Phylogenetic Analysis of Immune Genes

We identified human-mouse-woodchuck orthologs and in-paralogs using Orthoinspecter, a best reciprocal BLAST-based ortholgoy assignment method. We obtained a slightly higher number of one-to-one orthologs with woodchuck-to-human compared to mouse-to-human, with a corresponding decrease in one-to-many in-paralog relationships, as shown in Table 5.

Table 5

Orthoinspector results. A pairwise comparison of the number of one-to-one orthologs or in-paralogs detected by Orthoinspector among human, mouse and woodchuck protein products. Out-paralogs are not shown

	One-to-one	One-to-many	Many-to-one	Many-to-many
Human-Woodchuck	11,481	1,788	2,054	485
Mouse-Woodchuck	12,291	1,018	3,102	892
Human-Mouse	10,535	3,444	1,540	749

The highest number of one-to-one orthologs is found between mouse and woodchuck, which is not surprising, but the number of many-to-one and one-to-many in-paralog relationships is not balanced, with mouse exhibiting more gene family expansions.
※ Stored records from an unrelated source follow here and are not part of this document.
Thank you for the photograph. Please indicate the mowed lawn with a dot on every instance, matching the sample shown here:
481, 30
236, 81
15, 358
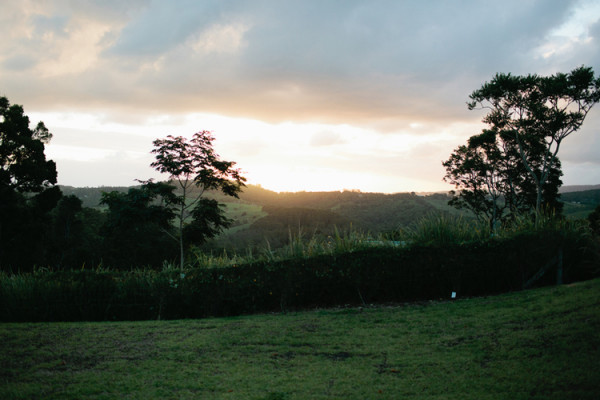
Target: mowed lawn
537, 344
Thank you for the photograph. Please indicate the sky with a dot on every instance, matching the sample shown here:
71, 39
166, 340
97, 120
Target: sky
303, 95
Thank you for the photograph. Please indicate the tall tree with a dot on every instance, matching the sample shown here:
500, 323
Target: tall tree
194, 167
137, 227
538, 112
492, 181
27, 185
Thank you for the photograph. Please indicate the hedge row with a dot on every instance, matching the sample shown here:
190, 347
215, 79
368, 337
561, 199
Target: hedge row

The same can be observed for mouse vs. human, whereas gene family expansions appear more balanced between woochuck and human.
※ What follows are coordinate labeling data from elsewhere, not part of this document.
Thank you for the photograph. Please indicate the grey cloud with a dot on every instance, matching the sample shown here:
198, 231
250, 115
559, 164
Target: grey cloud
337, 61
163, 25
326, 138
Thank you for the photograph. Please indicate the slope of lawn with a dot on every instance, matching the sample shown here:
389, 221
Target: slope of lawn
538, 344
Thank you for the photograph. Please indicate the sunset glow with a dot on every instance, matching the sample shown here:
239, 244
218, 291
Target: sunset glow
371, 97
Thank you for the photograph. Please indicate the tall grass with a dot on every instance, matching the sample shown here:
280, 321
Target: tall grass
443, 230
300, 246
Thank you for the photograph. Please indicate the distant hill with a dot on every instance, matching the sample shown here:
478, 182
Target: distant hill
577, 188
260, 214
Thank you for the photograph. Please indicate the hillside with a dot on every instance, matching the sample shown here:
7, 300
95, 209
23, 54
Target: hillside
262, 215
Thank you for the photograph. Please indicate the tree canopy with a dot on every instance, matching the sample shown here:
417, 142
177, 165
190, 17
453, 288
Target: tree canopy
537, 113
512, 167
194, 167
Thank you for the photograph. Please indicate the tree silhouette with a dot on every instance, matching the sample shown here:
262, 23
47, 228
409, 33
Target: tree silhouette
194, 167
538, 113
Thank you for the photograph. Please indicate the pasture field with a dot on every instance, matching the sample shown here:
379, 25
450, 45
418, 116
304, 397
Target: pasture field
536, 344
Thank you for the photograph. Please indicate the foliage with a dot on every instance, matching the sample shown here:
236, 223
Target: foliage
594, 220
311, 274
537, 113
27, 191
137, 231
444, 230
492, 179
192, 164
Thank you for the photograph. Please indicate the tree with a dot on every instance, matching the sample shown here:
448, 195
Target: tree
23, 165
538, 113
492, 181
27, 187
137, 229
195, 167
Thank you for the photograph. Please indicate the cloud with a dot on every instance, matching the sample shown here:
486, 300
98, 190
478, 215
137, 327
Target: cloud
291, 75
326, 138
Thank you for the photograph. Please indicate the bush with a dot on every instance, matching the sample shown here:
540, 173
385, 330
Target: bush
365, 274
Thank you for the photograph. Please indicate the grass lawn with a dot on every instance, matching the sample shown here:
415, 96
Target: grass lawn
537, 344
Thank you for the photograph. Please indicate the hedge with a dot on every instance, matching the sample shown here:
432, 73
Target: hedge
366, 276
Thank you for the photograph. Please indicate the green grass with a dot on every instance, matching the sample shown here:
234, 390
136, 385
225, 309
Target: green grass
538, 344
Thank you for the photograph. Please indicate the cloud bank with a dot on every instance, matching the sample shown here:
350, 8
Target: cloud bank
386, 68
However, programs based on BLAST searches, such as Orthoinspector, have limitations and do not always correctly determine orthologs and paralogs. Phylogenetic methods are more robust, but they are also more computationally intensive (Huerta-Cepas ). With this in mind, we compiled a set of 40 human genes (see Table S5) involved in the immunological response to HBV or liver cancer and constructed phylogenetic trees for this more limited set to confirm their orthology to predicted woodchuck gene products. The complete list of woodchuck genes and their orthologs in mouse and human is given in Table S5.
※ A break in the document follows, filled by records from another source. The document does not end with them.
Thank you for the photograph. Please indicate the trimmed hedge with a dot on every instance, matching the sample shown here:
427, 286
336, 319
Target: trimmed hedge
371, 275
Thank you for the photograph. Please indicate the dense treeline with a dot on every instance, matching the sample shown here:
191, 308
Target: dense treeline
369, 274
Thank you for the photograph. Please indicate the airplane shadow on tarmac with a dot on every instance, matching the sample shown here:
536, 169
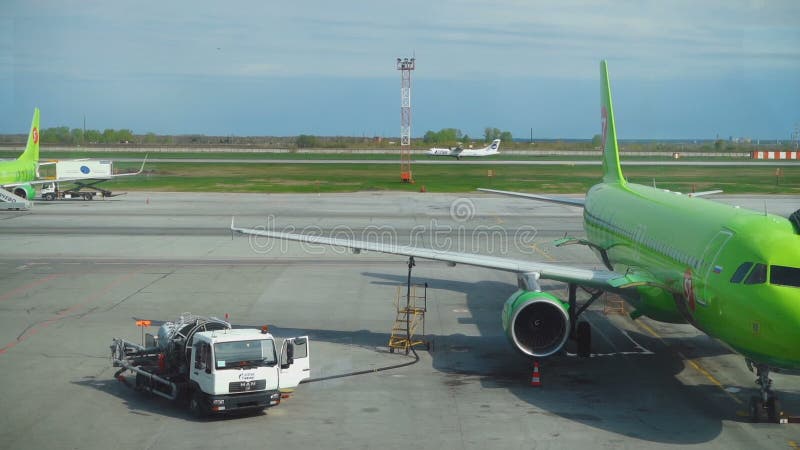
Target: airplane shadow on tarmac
629, 386
635, 394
As many members of the Interferon (IFN) and Toll-like receptor families were present in our list of genes of interest, we also constructed global gene family trees (Fig. S4 and Fig. S5). Comparison of our IFN gene tree topology to the one in PhylomeDB (http://phylomedb.org/?q=search_tree&seqid=IFNA) suggests that the duplications of the IFNA (15 genes) and IFNL (4 genes) genes, although being present in human, mouse and woodchuck, took place independently in each branch. However, our data suggests that the main expansion in marmots took place before the speciation event that separated woodchuck and the alpine marmot, although it probably continued in the woodchuck lineage (as we only found 2 INFL and 10 IFNA genes in M. marmota marmota). This observation is concordant with the slow rate of evolution observed in the alpine marmot nuclear genome (Gossmann ). Moreover, we detected a duplication of the IFNB gene in the marmot lineage that is not present in human or mouse. However, we failed to identify an ortholog of the IFNK gene in our annotation, although we did find one in the alpine marmot. Further research is needed to determine whether this gene has really been lost in the woodchuck or is just missing in our assembly.

In the TLR family tree, we were able to assign one-to-one relationships between all the genes in human, woodchuck and alpine marmot, except for TLR2, for which we have found a partial duplication in the M. monax genome.

Conclusion

The woodchuck genome assembly will be a valuable resource for further investigation of viral hepatitis and HCC in the woodchuck model. The availability of new gene expression data from several tissues together with the genome sequence further increases the value of the woodchuck model for human drug development. Specifically, it will generate more insight into immune response pathways and aid the characterization of important genes in the woodchuck immune system.